On a Hilbert space $\mathcal{H}$, it is well known that trace class operators have a finite trace. However, there are operators which are not trace class but have a finite trace, e.g. the unilateral shift. Then, consider a (bounded) operator $A$ such that $$ c=\sum_{n=1}^{\infty}\langle x_n,A x_n\rangle<\infty, $$ for some orthonormal basis $\{x_1,x_2,\ldots\}$. I'm not sure whether this is enough for the trace of $A$ to be defined in a basis independent way. Namely, $\mathrm{tr}(A)=\sum_{n=1}^{\infty}\langle y_n,A y_n\rangle=c$ for any orthonormal basis $\{y_1,y_2,\ldots\}$.
In the classics von Neumann's book on Mathematical Foundations of Quantum Mecanics, Sec. II.11, he commented this is true (in fact, he did not consider trace class operators) using essentially the following argument: $$ c=\sum_{n=1}^{\infty}\langle x_n,A x_n\rangle=\sum_{n=1}^{\infty}\sum_{m=1}^{\infty}\langle x_n,y_m\rangle \langle y_m, A x_n\rangle=\sum_{m=1}^{\infty}\sum_{n=1}^{\infty}\langle y_m, A x_n\rangle\langle x_n,y_m\rangle=\sum_{m=1}^{\infty}\langle y_m,A y_m\rangle. $$ However, it is not clear to me that the double sum can be switched. Using that $|\langle u,y_m \rangle \langle y_m, v\rangle|\leq \frac12 (|\langle u,y_m \rangle|^2+|\langle v,y_m \rangle|^2)$ it is obtained that $$ \sum_{m=1}^{\infty}\langle x_n,y_n\rangle \langle y_n, A x_n\rangle $$ is absolutely convergent.
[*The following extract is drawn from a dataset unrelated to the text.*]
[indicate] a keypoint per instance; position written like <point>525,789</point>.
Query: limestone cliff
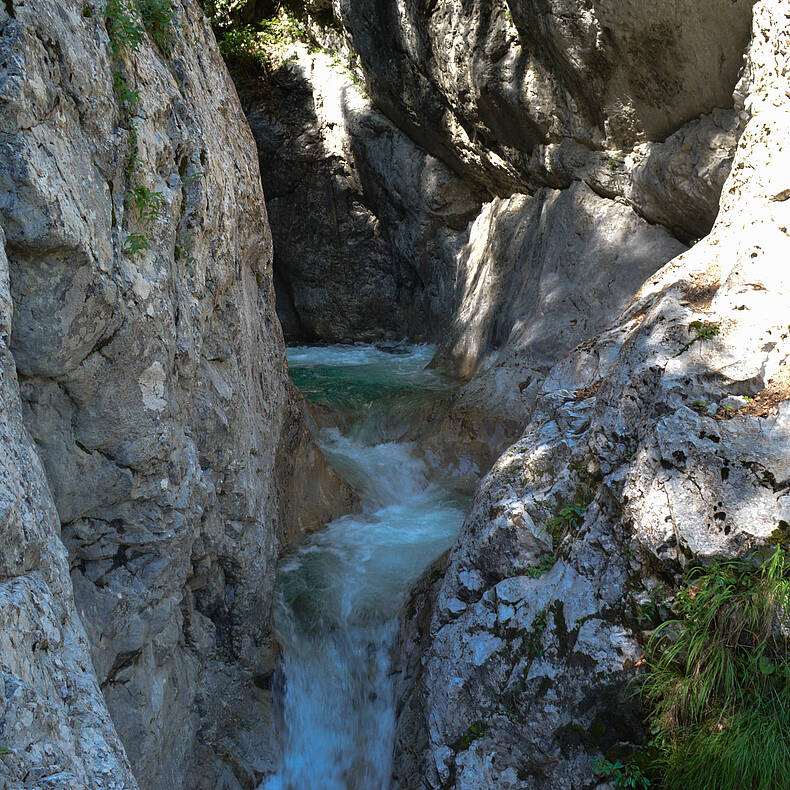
<point>671,428</point>
<point>139,320</point>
Is this enough for the summation switch?
Thank you in advance.
EDIT: As Robert Israel points, $\sum_{n=1}^{\infty}\langle x_n,A x_n\rangle$ must be absolutely convergent. Is it enough?
If the sum $\sum_{n=1}^\infty \langle x_n, A x_n \rangle$ is only conditionally convergent, you can take the same basis $x_n$ but rearranged, and get a sum that diverges, or converges to an arbitrary value: see the Riemann rearrangement theorem.